Green Party candidate for the new Taieri electorate Scott Willis is warning that a new report on surface flooding in South Dunedin should not lull the community and officials into a false sense of security.
With water all around, we need to understand the options we have, and prepare– Scott Willis
“The threat hasn’t gone away, but our understanding of it has improved, thanks to great work by the GNS team” he said. As the report states, “Problems of surface flooding and groundwater inundation in low-lying parts of Dunedin are expected to increase with climate change.”
A new study
The new study from GNS Science has found that conditions that lead to surface flooding in South Dunedin are not as straightforward as previously thought. After a year of data collection from 23 boreholes, GNS has found that the soil beneath South Dunedin is not as permeable to rising tides as people had believed. This is useful to know because a 2015 report from the Parliamentary Commissioner for the Environment found that 2683 houses in Dunedin were less than half a metre above high tide – more than twice the number in Auckland, Wellington and Christchurch combined.
“South Dunedin is built on what was once tidal wetlands and now supports a diverse community with a strong sense of pride and deep concern about the future. This isn’t surprising with threats directed at South Dunedin from the harbour, sea and hills, all at once.
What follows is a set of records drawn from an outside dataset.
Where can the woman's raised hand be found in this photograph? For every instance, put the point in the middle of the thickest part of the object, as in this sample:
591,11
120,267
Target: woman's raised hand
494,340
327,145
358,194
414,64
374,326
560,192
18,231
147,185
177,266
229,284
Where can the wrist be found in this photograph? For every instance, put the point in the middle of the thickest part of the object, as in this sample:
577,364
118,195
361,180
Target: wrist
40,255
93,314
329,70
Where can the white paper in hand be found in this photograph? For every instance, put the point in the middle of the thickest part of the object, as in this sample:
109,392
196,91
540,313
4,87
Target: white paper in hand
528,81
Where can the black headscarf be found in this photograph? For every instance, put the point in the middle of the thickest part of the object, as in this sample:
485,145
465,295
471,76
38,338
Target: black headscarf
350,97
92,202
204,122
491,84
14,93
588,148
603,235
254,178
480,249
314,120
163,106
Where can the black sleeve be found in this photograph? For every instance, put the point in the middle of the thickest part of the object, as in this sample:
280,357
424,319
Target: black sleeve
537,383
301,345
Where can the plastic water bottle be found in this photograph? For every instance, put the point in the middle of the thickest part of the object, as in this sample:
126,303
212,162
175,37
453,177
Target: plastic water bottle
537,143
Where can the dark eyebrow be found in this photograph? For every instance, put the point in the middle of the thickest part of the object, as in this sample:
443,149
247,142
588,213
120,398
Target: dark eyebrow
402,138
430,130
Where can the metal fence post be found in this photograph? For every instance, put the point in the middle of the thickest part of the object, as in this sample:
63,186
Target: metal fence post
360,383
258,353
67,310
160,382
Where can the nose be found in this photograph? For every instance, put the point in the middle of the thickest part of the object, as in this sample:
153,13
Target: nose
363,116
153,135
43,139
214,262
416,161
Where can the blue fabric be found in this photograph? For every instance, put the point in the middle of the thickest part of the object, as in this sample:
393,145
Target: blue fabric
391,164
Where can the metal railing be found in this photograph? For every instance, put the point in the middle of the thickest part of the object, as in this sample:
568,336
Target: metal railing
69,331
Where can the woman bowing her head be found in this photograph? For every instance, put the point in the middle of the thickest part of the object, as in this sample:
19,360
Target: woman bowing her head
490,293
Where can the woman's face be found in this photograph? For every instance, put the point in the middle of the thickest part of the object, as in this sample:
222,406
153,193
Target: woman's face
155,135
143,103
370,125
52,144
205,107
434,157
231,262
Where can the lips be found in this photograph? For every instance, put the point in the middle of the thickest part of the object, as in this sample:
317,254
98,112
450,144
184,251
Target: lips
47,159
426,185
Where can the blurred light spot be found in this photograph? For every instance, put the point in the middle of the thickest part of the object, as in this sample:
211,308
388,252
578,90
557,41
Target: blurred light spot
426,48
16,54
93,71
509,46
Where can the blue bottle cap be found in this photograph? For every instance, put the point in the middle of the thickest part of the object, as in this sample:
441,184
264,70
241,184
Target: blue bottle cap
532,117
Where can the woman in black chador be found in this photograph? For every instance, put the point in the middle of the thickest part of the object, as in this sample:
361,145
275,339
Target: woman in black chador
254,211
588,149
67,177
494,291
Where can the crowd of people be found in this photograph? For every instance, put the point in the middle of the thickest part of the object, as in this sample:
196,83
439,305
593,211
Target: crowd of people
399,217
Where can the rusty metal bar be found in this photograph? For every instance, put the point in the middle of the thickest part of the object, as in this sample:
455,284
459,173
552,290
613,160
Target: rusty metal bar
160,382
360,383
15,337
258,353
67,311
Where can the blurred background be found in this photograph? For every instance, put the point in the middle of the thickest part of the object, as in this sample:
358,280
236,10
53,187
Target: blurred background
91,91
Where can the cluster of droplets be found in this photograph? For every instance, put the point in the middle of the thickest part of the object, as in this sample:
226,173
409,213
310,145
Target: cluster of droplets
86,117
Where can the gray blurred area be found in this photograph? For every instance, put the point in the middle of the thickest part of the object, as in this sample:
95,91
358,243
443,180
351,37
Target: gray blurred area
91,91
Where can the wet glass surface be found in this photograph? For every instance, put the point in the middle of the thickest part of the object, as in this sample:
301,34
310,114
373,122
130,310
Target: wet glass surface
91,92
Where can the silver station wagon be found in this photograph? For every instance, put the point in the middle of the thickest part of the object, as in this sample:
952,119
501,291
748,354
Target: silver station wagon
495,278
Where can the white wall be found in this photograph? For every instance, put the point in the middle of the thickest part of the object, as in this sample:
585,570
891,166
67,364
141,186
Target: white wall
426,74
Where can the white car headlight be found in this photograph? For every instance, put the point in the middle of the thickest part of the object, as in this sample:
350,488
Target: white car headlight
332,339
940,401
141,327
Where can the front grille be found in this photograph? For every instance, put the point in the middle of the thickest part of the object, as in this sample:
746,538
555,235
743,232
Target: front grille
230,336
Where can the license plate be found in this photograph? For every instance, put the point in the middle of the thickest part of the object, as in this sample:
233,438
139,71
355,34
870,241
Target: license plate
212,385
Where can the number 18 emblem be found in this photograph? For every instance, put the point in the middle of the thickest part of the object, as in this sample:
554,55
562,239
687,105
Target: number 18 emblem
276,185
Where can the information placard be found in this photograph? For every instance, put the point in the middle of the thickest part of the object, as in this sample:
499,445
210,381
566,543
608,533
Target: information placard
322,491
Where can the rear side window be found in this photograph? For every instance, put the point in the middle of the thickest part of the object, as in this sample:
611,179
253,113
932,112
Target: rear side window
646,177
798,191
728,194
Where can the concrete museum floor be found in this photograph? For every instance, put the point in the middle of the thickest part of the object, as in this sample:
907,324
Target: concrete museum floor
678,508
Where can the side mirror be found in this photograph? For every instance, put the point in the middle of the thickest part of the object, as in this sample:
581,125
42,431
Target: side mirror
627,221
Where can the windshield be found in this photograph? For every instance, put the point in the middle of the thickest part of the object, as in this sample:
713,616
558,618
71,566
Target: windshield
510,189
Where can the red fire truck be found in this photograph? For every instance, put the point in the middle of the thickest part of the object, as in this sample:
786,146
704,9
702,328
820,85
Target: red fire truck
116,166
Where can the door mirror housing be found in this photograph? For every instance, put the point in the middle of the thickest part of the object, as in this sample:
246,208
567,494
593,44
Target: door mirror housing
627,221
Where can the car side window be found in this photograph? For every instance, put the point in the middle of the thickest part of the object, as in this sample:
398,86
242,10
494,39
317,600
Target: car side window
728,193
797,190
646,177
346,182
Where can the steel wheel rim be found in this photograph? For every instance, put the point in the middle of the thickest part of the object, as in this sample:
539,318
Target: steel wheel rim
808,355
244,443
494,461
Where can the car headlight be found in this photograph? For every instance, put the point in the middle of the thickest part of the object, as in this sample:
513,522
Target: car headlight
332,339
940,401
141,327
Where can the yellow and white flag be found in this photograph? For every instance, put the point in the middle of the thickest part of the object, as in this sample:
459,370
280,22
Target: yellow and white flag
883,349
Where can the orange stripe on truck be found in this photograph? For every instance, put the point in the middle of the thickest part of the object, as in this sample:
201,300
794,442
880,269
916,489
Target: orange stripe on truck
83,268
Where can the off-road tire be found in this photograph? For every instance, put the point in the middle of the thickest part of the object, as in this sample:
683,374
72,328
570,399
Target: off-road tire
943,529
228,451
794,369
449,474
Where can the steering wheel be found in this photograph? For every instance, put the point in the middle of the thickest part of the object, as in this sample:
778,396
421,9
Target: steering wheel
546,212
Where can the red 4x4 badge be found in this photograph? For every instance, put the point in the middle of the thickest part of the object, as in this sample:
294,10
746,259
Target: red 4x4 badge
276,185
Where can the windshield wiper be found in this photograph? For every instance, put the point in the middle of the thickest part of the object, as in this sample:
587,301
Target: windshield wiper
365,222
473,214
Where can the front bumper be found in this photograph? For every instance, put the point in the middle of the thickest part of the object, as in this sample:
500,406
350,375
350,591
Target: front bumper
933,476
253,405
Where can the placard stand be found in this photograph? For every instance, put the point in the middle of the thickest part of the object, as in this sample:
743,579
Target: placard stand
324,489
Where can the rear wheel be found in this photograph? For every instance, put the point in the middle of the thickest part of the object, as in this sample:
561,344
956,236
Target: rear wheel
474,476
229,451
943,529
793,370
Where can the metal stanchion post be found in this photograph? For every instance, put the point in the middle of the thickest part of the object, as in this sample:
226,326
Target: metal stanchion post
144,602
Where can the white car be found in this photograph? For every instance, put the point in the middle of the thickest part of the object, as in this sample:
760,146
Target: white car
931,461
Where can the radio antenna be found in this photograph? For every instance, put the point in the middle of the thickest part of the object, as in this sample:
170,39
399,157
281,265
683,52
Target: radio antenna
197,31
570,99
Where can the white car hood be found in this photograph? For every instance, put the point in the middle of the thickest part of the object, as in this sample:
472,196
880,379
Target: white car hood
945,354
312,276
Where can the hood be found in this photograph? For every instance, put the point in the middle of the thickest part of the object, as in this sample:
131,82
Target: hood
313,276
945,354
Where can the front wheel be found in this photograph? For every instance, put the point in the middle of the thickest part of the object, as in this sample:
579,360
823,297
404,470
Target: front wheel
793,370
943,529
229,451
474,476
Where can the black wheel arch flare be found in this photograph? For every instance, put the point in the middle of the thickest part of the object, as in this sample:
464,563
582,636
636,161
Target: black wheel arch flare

With water all around, we need to understand the options we have, and prepare” says Scott. Indeed, as the report states, South Dunedin is the New Zealand urban area at most extreme risk, because “groundwater beneath South Dunedin and Harbourside’s narrow coastal strip is faced with encroachment from all directions: the harbour in the east, the ocean in the south and changing runoff- and recharge- related flows from hill catchments in the north and west”.
The GNS study tells us that we have a bit more time to adapt to the rise in sea levels. The report’s main author Simon Cox reported on Radio NZ that “over the short to medium term, having less permeable ground and less water flowing through there, means that there will be a wider range of options that they can use for engineering to keep things going maybe over two to four decades.” But the water table under South Dunedin will continue to rise and the capacity of the soil above it to absorb extreme stormwater will therefore continue to reduce.
Scott is urging immediate and widespread action and support for community-led development of the low-lying areas so that the community can actively participate in and shape adaptation solutions. “Climate justice means ensuring our community has the power to participate in solutions rather than having decisions imposed. We need to be thinking ahead” he says, “The creativity and power of our community is something we can harness for good.” In the long run the best hope for South Dunedin is that New Zealand can show the world the same leadership on climate instability that it has in managing the Covid-19 pandemic. South Dunedin needs to be the first to show the way.